Since 2016, managers at the office have been applying for subsidies using receipts fabricated by companies, he said.
Photo: CNA
For every faked purchase, the office allegedly paid 5 to 11 percent of the reported cost to the companies, he added.
A review of the receipts that the office submitted to the HPA is enough to show that many of the purchases never took place, he said.
As an example, he showed a copy of a receipt for a software program the office purchased for NT$200,000 (US$6,487) and a copy of the transaction receipt that showed it only wired NT$20,000 to the company.
“You might think ‘how can they be that stupid,’ but the truth is they did not submit the transaction receipt to the HPA because they were stupid, but because their greed made them bold,” Huang said.
The transaction receipt was attached to a document applying for reimbursement for the NT$15 transaction fee, he said.
Other allegedly fake receipts included purchases of a NT$98,000 air conditioner and more than NT$100,000 for new carpets, he said.
“There were all kinds of things,” he added.
In addition, in 2017 and last year, the office’s managers allegedly hired relatives and friends as staff, and wired all their salaries into a personal account without requiring them to do any work, he said.

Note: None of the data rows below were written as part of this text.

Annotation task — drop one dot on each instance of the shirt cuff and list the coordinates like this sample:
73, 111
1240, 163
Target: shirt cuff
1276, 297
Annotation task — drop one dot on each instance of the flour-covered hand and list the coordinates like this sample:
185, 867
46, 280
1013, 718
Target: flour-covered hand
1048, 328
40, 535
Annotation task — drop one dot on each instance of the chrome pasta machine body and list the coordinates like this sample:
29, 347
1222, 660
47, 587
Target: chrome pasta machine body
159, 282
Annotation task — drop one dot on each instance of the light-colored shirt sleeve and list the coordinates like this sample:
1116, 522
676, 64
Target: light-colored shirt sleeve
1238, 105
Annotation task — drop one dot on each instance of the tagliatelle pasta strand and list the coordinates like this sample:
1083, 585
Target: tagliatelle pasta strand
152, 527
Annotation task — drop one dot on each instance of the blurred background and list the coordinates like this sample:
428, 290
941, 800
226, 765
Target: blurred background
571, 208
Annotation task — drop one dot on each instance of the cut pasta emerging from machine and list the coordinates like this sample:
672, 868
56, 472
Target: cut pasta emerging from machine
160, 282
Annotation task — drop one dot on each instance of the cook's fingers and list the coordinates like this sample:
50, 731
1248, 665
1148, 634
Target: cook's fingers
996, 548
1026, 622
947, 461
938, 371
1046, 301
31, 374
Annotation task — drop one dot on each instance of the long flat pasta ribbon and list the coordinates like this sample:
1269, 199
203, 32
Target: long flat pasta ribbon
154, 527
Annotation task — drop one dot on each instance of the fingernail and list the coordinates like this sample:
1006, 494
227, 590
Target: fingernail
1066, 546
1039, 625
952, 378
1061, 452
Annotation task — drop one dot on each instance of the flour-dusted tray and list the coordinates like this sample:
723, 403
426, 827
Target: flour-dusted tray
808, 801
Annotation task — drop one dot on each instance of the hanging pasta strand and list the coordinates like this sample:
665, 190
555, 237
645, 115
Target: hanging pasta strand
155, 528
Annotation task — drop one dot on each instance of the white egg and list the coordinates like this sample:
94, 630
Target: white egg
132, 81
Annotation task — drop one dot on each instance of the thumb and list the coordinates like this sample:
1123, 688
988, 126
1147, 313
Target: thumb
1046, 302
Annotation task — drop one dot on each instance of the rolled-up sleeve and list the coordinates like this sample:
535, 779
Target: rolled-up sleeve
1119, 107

“Although I cannot give an exact number, the money they have illegally obtained is definitely more than a few million,” he added.
After learning about the alleged misdeeds from an office employee, he reported the matter to the HPA, but it has failed to take action, he said.
He urged the office to return its illicit gains to the government and called on the HPA to explain why it failed to address the matter.
He also urged it to hold off paying for the office’s subsidies.
Companies that provided fake receipts to the office should come forward, he said, adding that one of them is a “very famous polling company.”
The receipts appeared to be from October last year and the subsidy for that period has not yet been finalized, HPA Tobacco Control Division head Lo Su-ying (羅素英) said.
The HPA will quickly examine the receipts and investigate the allegations, Lo said, adding that it would mete out punishment according to the law if the allegations were proven to be true.